Here’s why management likes buybacks:
- Most C-suite managers (CEOs, CFOs, COOs, etc.) are awarded bonuses based on increased earnings per share.
- Since these same managers often receive part of their compensation in stock options that are dependent upon their company’s share price, they are thrilled when anything makes the share price rise because it gives them an opportunity to cash out their options at higher prices.
- When managers exercise their options, the company is issuing or adding shares to their outstanding stock to meet that obligation, possibly causing dilution of earnings per share. Buying back shares prevents that dilution from stock options being exercised. Consequently, it’s possible that the buyback and option share issuance could just be a wash — one reducing outstanding shares and the other increasing them.
As for investors? Companies tell shareholders that buybacks are better for them than receiving dividends, as they won’t be taxed on the buybacks (unless they sell their shares). And, of course, there’s the possible increase in your share price.
Let’s look at the history of buybacks to determine if your share price will really benefit from the buyback. You might be surprised at the answer!
In many cases, stock buybacks do portend a run-up in price, at least temporarily. Looking at the longer term, however, the statistics drastically change. In a study that spanned the past 10 years, Fortuna Advisors found that companies with the highest dollar outlays on stock repurchases actually returned just 37% to their shareholders, compared to the 127% return from companies that used their cash on other pursuits.
Wow! That’s a big difference, isn’t it?
But it makes sense. The business of business is business. That means a company should be reinvesting its dollars in making its business grow — hiring more employees, expanding its R&D and developing new products. New business generally means more revenues, and more earnings. And more earnings tend to impress investors, generating share price increases.

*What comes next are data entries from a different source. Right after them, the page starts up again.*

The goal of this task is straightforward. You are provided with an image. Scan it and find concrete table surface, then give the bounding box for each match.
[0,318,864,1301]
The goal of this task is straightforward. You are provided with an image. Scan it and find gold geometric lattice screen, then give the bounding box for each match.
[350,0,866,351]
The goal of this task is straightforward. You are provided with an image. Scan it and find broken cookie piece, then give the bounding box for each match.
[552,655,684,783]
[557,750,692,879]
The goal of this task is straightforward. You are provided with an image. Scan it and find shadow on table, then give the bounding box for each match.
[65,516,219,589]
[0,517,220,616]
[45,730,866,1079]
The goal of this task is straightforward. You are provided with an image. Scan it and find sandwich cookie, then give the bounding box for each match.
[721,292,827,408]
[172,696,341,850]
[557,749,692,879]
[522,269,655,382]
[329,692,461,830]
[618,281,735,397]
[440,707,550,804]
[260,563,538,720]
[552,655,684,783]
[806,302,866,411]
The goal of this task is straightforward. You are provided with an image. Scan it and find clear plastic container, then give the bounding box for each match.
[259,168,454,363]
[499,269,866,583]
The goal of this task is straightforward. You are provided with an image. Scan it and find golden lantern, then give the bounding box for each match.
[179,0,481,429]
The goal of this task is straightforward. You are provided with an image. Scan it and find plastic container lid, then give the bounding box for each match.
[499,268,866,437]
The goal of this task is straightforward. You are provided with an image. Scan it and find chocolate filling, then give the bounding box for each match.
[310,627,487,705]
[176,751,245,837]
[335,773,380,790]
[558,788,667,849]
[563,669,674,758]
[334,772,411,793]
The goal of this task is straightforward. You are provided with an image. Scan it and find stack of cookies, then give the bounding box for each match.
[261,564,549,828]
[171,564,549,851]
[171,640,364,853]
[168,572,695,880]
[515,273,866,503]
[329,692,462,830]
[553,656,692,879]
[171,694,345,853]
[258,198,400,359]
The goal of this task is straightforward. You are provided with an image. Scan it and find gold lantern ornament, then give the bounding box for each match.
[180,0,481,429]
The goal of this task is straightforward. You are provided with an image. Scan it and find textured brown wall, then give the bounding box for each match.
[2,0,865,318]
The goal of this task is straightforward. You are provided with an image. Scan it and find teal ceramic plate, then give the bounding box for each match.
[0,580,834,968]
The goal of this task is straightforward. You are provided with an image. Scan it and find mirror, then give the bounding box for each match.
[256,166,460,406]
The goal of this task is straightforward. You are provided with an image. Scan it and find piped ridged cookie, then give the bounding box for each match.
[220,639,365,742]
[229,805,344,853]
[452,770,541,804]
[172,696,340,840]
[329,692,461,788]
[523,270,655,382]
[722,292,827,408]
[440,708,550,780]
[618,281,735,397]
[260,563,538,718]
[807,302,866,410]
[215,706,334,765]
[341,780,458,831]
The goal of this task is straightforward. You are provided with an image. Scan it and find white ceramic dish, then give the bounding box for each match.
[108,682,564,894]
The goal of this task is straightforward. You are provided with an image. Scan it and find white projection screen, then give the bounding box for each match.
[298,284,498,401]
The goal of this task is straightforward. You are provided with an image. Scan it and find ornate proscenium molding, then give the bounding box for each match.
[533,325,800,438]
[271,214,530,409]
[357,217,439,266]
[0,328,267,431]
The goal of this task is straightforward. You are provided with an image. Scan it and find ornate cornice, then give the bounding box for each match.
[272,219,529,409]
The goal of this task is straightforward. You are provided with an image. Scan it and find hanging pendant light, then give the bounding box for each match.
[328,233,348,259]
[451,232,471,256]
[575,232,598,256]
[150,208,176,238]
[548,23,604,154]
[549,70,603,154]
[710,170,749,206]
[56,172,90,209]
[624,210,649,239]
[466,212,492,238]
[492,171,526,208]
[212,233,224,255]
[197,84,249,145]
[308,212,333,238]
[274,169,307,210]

But that kind of growth is not yet happening. According to Thomson Reuters, companies in the S&P 500 Index are on schedule to spend just about $546 billion on capital expenditures this year — less than the $560 billion they spent in 2008!

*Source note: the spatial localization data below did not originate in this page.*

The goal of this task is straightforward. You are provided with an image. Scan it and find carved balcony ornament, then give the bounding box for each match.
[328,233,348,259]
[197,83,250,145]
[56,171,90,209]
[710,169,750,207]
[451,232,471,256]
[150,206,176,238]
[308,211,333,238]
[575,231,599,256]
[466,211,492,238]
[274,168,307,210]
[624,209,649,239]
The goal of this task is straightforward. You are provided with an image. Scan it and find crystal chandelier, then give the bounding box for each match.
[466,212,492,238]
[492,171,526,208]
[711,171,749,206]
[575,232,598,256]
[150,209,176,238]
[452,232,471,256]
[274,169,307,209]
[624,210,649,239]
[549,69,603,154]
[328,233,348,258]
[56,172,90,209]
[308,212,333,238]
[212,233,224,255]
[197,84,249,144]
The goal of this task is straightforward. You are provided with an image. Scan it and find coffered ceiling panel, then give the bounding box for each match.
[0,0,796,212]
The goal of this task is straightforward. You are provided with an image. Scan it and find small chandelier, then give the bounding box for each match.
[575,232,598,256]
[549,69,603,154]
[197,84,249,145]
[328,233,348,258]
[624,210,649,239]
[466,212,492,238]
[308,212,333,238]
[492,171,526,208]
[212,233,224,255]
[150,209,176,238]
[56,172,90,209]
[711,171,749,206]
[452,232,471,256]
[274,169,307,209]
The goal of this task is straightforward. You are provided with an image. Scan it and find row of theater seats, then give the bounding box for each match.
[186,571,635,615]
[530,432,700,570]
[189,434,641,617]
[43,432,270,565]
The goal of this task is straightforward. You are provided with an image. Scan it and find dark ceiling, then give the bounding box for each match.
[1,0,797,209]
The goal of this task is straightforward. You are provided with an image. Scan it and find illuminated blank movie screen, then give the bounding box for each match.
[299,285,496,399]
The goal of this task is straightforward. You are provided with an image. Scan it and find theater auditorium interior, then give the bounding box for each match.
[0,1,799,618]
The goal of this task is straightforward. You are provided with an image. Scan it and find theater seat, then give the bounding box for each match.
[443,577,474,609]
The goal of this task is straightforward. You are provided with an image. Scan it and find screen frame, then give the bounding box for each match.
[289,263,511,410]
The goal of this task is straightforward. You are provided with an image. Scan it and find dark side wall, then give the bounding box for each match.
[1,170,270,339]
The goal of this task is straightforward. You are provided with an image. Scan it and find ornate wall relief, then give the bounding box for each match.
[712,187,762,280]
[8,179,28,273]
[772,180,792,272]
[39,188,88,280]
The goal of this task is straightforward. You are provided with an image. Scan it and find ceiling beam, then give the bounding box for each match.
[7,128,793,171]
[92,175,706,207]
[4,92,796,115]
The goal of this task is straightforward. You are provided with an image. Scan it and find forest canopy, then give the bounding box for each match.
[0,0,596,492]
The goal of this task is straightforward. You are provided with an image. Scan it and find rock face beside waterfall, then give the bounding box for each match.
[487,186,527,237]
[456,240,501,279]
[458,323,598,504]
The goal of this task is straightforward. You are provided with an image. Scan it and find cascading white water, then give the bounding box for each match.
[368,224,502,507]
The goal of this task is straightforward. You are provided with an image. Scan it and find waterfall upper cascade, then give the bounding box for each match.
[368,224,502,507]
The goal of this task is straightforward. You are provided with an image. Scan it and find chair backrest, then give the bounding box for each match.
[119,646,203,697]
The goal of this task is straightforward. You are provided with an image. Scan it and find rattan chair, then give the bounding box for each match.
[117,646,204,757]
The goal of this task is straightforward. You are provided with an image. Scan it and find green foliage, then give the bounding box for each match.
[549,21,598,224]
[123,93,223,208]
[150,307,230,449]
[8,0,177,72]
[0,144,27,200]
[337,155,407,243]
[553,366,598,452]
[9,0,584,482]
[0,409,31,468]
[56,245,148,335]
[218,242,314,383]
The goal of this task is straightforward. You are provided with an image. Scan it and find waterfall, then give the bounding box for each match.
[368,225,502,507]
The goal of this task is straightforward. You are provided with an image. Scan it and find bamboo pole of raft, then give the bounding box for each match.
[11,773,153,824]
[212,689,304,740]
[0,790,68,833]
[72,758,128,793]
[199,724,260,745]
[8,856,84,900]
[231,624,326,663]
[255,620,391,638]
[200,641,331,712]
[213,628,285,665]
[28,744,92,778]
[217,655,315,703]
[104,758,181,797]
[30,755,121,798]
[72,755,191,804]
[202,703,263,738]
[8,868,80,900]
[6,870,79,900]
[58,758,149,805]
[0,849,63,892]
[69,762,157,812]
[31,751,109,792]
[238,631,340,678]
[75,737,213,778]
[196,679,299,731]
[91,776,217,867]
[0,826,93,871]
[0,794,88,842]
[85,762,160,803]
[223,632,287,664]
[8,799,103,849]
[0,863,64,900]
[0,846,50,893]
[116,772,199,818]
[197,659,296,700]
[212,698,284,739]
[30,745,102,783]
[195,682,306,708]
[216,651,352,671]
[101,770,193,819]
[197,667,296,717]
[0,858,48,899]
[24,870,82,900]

Nevertheless, analysts are predicting that fourth-quarter earnings for the S&P 500 companies will grow about 10% — a healthy rate, but considerably less than in the third quarter. And the profits still are due primarily to extensive cost cutting, not to business expansion.
My point is this: Companies are not parlaying their cash to create major new business, which is absolutely necessary to speed up the economic recovery. Instead, they are delving into their bags of tricks — one being stock buybacks — that will temporarily boost their earnings per share. And the result most likely will be a positive pop for the S&P 500 earnings numbers.
But don’t be fooled into thinking that this earnings “gotcha” is thanks to solid growth. Look behind the numbers, account for any share buybacks, and only then will you be able to tell if your stocks are truly growing or just fiddling with the numbers.
And above all, don’t invest in a company just because it is buying back shares. That’s just not a good fundamental indicator of a company with great return potential, in my book.